CGI Q&A with ASU Fellow Retha Hill
Director, New Media Innovation Lab
Professor of Practice, Walter Cronkite School of Journalism and Mass Communication

CGI: Please share a little bit about your work or research.

Professor Hill: I look at how universities, particularly journalism schools can help the journalists of the future get there now from learning how to be entrepreneurial and intrapreneurial-minded,  through building skills in product develop development from inception to completion, and by helping students think about monetizing in their projects. It can be a huge problem, the notion of monetizing whatever it is a journalist is proposing. It’s something that journalists have traditionally shied away from because we didn’t want conflict of interest. So part of what we do at the lab is provide the support and space for students to build an understanding of emerging technologies so that some of the journalists can do basic development work on their own.

CGI: Why is this important for journalism students?

Professor Hill:
An issue with some journalism and media funding initiatives is that they give money to journalists that come up with a fabulous idea, but there are gaps in project execution and/or product delivery because the awardees do not understand enough of the technology. For example, the journalist cannot do the development and they spend much of the budget hiring a developer who also does not deliver. This can happen because of disconnects in the journalists ability to assess the technical needs of the project, the communication of those technical needs, and even the capabilities of the developer. There may also be a gap in the development community of people who say they can do something, and people who can actually do it. Then, there may also be issues with finding the right people who can understand your business. Of course, many developers can probably do an iPhone application, but if the journalist can’t walk them through the project and explain what they really want, then they get a project or product that has cost a lot of money and is less than ideal. I think it is incumbent upon the journalist, and the journalism students, to really understand enough of the technology to have a productive conversation. It’s like, if I’m speaking in Spanish, and you’re speaking in Russian, then we can’t understand each other. But, if I have some rudimentary Russian and you have some rudimentary Spanish, then we can probably carry on some kind of a conversation and get closer to what we need.

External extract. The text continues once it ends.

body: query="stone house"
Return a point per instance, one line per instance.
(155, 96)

CGI: So, what does it mean to bridge the language/communication gap between journalists and technologists?

Professor Hill: It’s basically doing some of the work yourself. The lab has a student who is a broadcast major and he’s actually creating a mobile application for the Society of Professional Journalists that would be a mobile source book for all of their diversity sources. He’s taught himself jQuery mobile, which is not that hard, but now he has to build a backend. Now, Micah, our developer, has been teaching him python and he’s been reading these books on python. Will he get to the point that he’s a python expert? Probably not. But if he can build a simple backend, and he’s very entrepreneurial in his thinking, let’s say 6 months from now he’s walking down the street and has an idea for something, he can probably cobble together at least a minimally viable product and he can take it to a developer, or maybe even to a funder, and say, “This is where I think I want to go…” Then, he can get X number of dollars, he can then hire someone who could do the more complex iPhone application that uses Objective-C or some of the programming that you need for Android, or Blackberrry.

In another example, our students are learning GIS, they’re learning about database manipulation and creation, these are the kinds of skills that will serve journalists well in the future. It will certainly help Cronkite students beat the competition. Cause nowadays, typical journalism student a major j-school will know how to report, they know how to do multimedia, they can shoot video, they can edit it themselves, they can post it, they can do social media, they might even understand SEO. But where we were maybe more cutting edge with that 4 or 5 years ago, now not only entrepreneurship, but being able to do some of the programming will give these students more of an edge in getting that job. In a small market, why not hire the journalist who can report the fire, and then in her spare time maybe work on a mobile application for the market? It saves the organization from having to hire a developer and pay $50,000 for it.

CGI: What are your thoughts on the intersection of Journalism and Games & Impact?

Professor Hill: I think two things: One, journalists across the country are still trying to figure out how to use games to teach people. It’s the same issue with education, it has to be fun, it has to be interesting, it has to bring people back. So, as journalists we’re always trying to teach complex issues to our readers, whether it’s the housing swaps, the economic meltdown, or what happening in the Middle East…  I think most journalists who have thought about this have tried, and failed, to come up with interesting ways to gamify the news. There have been a few successes, most of them failures. So that’s one issue. But, two, the other issue is, How can journalists use game technology to teach people about our industry, what it is that we do, and the decisions that we need to make as journalists? People have a view, especially in the last 10 to 15 years, that journalists are biased, and we put our biases out there, as opposed to understanding the choices that we have to make when we’re in the field.